Selecciona una palabra y presiona la tecla d para obtener su definición.

Cosa ha significato per me Asturias

Giuseppe Bellini

Ricordare la figura di Miguel Ángel Asturias a quarant'anni dalla sua scomparsa è una iniziativa che torna ad onore di uno studioso come il professor Dante Liano, peraltro così legato alla sua terra di origine, come dimostra anche la sua produzione artistica.

Per me l'incontro con il grande personaggio, ai tempi iniziali della mia carriera di ispanista e ispanoamericanista nella storica Facoltà di Lingue e letterature straniere dell'Università Bocconi, ha rappresentato la prima avventura nell'ambito delle relazioni con i grandi delle lettere americane, cui sono seguiti Neruda, Octavio Paz, García Márquez e lo stesso Vargas Llosa, tra i vari nomi, consacrati più tardi dal prestigioso Premio Nobel.

Tra tutti, tuttavia, e anche al disopra di Neruda, al quale pure ero molto legato, anche se non ideologicamente, tanto che mi definiva il suo amico «burgués», Asturias è stato per me una sorta di monumento della letteratura, dapprima, poi la fonte di un'amicizia prolungatasi fino alla sua scomparsa, come dimostra il volume delle lettere edito recentemente dalla mia preziosa collaboratrice Patrizia Spinato1.

Da un timido approccio, proprio di un giovane di fronte a uno scrittore già famoso, la simpatia e la generosità di Asturias diedero luogo a una relazione come tra un padre premuroso e il figlio, che tale premura e generosità apprezzava.
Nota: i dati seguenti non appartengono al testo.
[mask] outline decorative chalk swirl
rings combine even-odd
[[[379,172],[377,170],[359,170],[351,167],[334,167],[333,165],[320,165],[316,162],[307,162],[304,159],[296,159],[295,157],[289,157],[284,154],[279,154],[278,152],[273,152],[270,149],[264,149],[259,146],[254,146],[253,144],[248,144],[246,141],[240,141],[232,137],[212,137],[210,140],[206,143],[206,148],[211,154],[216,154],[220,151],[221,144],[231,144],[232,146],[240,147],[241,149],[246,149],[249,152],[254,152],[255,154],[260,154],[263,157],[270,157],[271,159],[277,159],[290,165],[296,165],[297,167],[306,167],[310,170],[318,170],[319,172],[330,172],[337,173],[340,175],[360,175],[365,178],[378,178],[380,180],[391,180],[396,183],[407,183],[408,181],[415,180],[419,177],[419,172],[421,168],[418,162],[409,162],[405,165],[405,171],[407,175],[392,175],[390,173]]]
La sua presenza nelle aule della Bocconi, traboccanti di allievi alle sue conferenze e seminari, diede non solo appoggio al giovane insegnante, ma alla disciplina alla quale con entusiasmo si dedicava, la letteratura ispanoamericana, appunto, che nel 1959-60 divenne per la prima volta insegnamento ufficiale in una Università italiana, la Bocconi citata, per poi diffondersi anni dopo in altre Università. La presenza dello scrittore, allora in esilio, nell'Università Bocconi, era per lui, e per noi, professori e studenti, un momento magico. Il problema era isolare la moglie, doña Blanca -una persona peraltro straordinaria- che spesso rispondeva alle domande dei presenti prima del marito, ma alla fine vi riuscimmo.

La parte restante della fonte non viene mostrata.